During the pandemic, boosters were reconfigured to counter new SARS‑CoV‑2 variants arising, and big trials, such as Moderna’s mRNA‑1273 COVE trial, demonstrated long-term protection. In ongoing follow-up through April 2023, the primary series reduced severe COVID-19 during the Delta wave by 83%, and a 50-microgram booster lowered Omicron BA.1 cases by more than half in the first two months post-vaccination. New vaccines, like the 2023–2024 XBB.1.5-containing mRNA-1273.815, have been found to be 60.2% effectiveness against COVID‑19 hospitalizations in all adult age groups. The BARDA contracts that were terminated were not limited to respiratory viruses. Several targeted mRNA vaccines for HIV, malaria, tuberculosis, and even therapy use in cancer targets regions where the platform’s value for encoding multiple antigens or patient-specific tumor neoantigens offers unique advantages. mRNA-based melanoma vaccines and personalized cancer immunotherapies are already underway in clinical trials, applying the same speed-to-design principles to target tumor-specific mutations.

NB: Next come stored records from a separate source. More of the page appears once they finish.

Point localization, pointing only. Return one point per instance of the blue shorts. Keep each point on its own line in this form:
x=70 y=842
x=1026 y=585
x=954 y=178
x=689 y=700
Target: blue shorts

Global competitors are moving in the opposite direction. The European Union and China are investing heavily in mRNA manufacturing capacity, aiming to integrate the technology into seasonal flu programs and pandemic preparedness frameworks. As Rick Bright, former BARDA director, warned, “We’re taking our country from 2025 back to 1940,” ceding leadership in a technology that could define the next century of vaccinology.
Kennedy has argued that mRNA vaccines “encourage mutation” and become worthless with “one mutation,” claims virologists reject. MRNA vaccines do not cause the virus to mutate they do that all on their own, neurologist Steven Novella wrote. By cutting viral transmission, vaccination cuts opportunities for mutation. And because mRNA vaccines can be easily retooled, no one mutation ever rendered them obsolete.
The political framing of this decision obscures its strategic implications. Beyond pandemic response, mRNA’s modularity makes it a critical countermeasure platform against engineered pathogens a deterrent in biodefense strategy. Jennifer Nuzzo, director of the Pandemic Center at Brown University, underscored the risk: When there’s the next pandemic, we’re going to be caught flat-footed. It absolutely leaves the country vulnerable.
Meanwhile, foreign and private research will be driving the science. But in the absence of federal investment, the United States risks becoming a consumer, rather than a manufacturer, of next-generation vaccines a position that could prove a heck of a lot more expensive than the half-billion just shaved.